The Senate passed a bill meant to protect the nation’s critical infrastructure against cybersecurity threats on Thursday. The Cybersecurity Act (S. 1353) would allow for the creation of a set of industrial standards to protect key industrial sectors including energy, telecommunications and finance.
The standards would be voluntary, and developed as a partnership between the Department of Homeland Security with private industry leaders to reduce the risk of cyber attacks. The bill now heads to the House of Representatives for further review.
The Cybersecurity Act has four major components including the creation of new standards. They include a federal “research and development plan to meet cybersecurity objectives, including how to guarantee individual privacy, verify third-party software and hardware, address insider threats, determine the origin of messages transmitted over the Internet, and protect information stored using cloud computing or transmitted through wireless services.”
The act also calls for federal support of “competitions and challenges” meant to stimulate innovations in cyber security, as well as national campaigns to raise awareness and understanding of the risks involved with “use of the Internet” and “social media.”
The act codifies the Department of Homeland Security's existing National Cybersecurity and Communications Integration Center. The bill calls on the center to serve as a federal civilian information sharing interface for cybersecurity. It also authorizes the center's current activities to share cybersecurity information and analysis with the private sector, provide incident response and technical assistance to companies and federal agencies and recommend security measures to enhance cybersecurity.
“Cyber security is one of the biggest national security challenges our country faces. Our laws should reflect that reality,” Sen.
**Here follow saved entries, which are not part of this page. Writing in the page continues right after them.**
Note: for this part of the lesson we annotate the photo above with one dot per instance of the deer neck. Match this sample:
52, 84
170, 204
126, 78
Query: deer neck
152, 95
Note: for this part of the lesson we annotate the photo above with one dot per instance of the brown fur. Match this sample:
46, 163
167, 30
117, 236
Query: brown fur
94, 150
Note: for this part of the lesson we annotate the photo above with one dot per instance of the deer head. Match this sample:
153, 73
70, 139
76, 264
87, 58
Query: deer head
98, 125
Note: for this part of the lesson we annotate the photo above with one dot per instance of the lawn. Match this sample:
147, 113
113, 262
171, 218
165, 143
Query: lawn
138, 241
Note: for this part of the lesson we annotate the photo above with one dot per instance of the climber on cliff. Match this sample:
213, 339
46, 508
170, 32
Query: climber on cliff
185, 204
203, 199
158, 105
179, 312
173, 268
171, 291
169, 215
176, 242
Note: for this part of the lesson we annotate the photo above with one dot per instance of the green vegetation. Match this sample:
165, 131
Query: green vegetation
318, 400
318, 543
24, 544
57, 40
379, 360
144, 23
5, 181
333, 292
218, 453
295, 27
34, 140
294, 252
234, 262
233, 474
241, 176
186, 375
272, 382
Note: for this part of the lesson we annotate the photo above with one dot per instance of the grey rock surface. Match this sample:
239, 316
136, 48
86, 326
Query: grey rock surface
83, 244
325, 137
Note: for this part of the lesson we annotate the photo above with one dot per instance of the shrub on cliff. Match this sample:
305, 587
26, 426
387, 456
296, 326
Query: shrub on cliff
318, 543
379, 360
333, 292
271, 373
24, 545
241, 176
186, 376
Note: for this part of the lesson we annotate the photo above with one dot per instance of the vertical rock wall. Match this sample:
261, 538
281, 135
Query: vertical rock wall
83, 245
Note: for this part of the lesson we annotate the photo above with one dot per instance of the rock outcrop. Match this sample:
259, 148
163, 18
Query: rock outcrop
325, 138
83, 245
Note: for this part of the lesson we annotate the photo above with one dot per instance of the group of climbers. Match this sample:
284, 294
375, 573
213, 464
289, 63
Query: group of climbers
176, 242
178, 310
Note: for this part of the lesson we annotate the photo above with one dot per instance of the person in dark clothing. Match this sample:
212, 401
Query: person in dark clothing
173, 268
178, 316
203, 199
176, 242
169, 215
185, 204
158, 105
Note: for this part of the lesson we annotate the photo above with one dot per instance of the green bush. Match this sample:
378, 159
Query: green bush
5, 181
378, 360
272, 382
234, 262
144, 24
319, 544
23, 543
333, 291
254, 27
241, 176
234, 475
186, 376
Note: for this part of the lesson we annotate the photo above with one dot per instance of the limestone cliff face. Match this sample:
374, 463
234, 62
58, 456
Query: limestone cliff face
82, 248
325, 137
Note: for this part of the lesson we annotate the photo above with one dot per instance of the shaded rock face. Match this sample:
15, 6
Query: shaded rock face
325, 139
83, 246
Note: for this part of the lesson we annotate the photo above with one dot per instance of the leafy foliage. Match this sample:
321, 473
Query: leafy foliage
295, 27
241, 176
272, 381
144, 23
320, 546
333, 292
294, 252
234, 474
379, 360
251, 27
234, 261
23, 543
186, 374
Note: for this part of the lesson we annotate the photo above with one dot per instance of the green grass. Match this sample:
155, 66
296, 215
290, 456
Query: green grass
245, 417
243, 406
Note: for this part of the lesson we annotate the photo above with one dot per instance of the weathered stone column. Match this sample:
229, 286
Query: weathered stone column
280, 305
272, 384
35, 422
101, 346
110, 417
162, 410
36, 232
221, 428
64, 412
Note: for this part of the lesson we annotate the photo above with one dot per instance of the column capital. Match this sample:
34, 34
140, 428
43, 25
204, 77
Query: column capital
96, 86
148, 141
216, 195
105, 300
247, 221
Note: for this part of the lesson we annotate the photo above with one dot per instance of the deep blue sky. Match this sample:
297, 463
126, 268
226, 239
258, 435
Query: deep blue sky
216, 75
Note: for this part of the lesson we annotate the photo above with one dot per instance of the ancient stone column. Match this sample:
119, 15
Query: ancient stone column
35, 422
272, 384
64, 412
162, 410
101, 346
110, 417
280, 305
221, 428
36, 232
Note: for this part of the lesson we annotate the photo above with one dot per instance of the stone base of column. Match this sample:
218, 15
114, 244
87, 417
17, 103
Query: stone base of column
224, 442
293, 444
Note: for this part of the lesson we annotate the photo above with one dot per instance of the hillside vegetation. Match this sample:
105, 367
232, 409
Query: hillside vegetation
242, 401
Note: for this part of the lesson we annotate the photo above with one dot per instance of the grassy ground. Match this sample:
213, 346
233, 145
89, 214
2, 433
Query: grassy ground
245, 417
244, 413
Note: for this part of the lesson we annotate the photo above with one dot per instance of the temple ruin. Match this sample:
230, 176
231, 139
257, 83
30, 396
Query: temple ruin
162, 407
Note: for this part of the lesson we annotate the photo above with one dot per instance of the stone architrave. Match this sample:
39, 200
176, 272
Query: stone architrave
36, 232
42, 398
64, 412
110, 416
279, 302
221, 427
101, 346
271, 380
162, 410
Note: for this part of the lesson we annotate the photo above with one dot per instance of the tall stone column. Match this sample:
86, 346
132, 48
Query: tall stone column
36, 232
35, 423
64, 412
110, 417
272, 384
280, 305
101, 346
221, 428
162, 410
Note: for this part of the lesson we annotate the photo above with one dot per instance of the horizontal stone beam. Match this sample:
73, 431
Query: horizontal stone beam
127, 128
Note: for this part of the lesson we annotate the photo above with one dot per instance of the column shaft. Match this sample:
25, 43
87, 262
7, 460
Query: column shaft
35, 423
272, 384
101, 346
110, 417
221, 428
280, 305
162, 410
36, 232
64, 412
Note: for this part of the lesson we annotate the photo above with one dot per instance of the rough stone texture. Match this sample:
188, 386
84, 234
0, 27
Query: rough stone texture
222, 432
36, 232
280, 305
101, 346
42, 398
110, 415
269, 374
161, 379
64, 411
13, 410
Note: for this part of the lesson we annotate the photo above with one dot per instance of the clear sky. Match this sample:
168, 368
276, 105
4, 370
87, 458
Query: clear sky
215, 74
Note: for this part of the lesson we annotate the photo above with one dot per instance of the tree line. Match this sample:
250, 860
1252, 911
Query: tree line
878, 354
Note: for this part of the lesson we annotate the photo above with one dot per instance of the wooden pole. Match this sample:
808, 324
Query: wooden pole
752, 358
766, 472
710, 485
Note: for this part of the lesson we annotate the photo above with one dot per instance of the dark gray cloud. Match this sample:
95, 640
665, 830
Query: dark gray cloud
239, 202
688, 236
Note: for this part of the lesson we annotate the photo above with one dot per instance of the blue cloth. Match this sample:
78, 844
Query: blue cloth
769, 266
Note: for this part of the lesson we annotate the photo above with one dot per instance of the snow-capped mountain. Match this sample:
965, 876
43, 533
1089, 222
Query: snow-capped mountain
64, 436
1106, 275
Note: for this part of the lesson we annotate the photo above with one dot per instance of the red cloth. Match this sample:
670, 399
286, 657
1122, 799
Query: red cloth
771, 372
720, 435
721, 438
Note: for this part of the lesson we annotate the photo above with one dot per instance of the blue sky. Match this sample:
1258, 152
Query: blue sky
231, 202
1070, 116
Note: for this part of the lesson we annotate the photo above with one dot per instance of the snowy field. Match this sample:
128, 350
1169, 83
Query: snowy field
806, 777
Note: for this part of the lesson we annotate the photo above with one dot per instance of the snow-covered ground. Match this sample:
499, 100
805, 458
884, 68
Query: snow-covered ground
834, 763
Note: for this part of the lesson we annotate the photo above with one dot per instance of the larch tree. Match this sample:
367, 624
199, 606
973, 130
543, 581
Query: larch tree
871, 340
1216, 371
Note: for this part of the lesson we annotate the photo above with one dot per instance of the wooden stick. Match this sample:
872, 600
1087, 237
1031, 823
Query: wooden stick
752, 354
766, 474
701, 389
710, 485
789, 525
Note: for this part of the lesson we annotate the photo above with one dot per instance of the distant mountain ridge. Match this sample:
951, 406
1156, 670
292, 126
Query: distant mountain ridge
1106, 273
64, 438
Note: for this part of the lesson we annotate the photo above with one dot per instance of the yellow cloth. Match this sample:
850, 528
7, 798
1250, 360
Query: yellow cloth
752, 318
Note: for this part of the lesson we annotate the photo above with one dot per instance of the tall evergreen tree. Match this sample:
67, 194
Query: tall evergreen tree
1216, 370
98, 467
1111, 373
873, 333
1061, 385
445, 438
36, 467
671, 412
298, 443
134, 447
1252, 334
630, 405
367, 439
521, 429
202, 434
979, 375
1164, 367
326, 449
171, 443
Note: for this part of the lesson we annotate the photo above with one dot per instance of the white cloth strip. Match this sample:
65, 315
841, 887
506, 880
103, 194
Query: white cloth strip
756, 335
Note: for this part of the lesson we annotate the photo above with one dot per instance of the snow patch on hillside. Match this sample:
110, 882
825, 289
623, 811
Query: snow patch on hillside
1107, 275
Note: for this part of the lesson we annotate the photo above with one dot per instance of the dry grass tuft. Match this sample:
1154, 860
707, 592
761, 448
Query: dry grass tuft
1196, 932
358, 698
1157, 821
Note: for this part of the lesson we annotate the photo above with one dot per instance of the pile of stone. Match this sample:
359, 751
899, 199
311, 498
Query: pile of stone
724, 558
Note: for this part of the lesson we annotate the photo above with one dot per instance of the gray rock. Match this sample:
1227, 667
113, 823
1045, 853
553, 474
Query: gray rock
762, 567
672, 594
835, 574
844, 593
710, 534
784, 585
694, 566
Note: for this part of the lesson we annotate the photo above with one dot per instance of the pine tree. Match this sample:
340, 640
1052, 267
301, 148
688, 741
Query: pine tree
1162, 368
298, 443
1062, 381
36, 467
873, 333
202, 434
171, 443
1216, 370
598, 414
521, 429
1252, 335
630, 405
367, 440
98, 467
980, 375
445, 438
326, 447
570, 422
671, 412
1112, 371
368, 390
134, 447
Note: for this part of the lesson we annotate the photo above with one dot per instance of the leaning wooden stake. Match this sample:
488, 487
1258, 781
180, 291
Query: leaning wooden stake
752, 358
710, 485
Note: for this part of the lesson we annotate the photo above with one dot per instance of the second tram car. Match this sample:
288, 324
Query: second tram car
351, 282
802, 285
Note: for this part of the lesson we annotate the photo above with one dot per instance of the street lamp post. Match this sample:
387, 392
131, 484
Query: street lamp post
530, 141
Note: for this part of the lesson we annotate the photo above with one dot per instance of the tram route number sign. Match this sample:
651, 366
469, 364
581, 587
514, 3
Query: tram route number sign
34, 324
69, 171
Tom Carper (D-DE) said in a statement. “It is critical that the Department continues to build strong relationships with businesses, state and local governments, and other entities across the country so that we can all be better prepared to stop cyber attacks and quickly address those intrusions that do occur."
Sen. John Rockefeller (D-W.V.) authored the legislation, which passed with unanimous consent, according to The Hill. Rockefeller is chair of the Senate Commerce, Science and Transportation Committee, but has announced he will not seek reelection this year.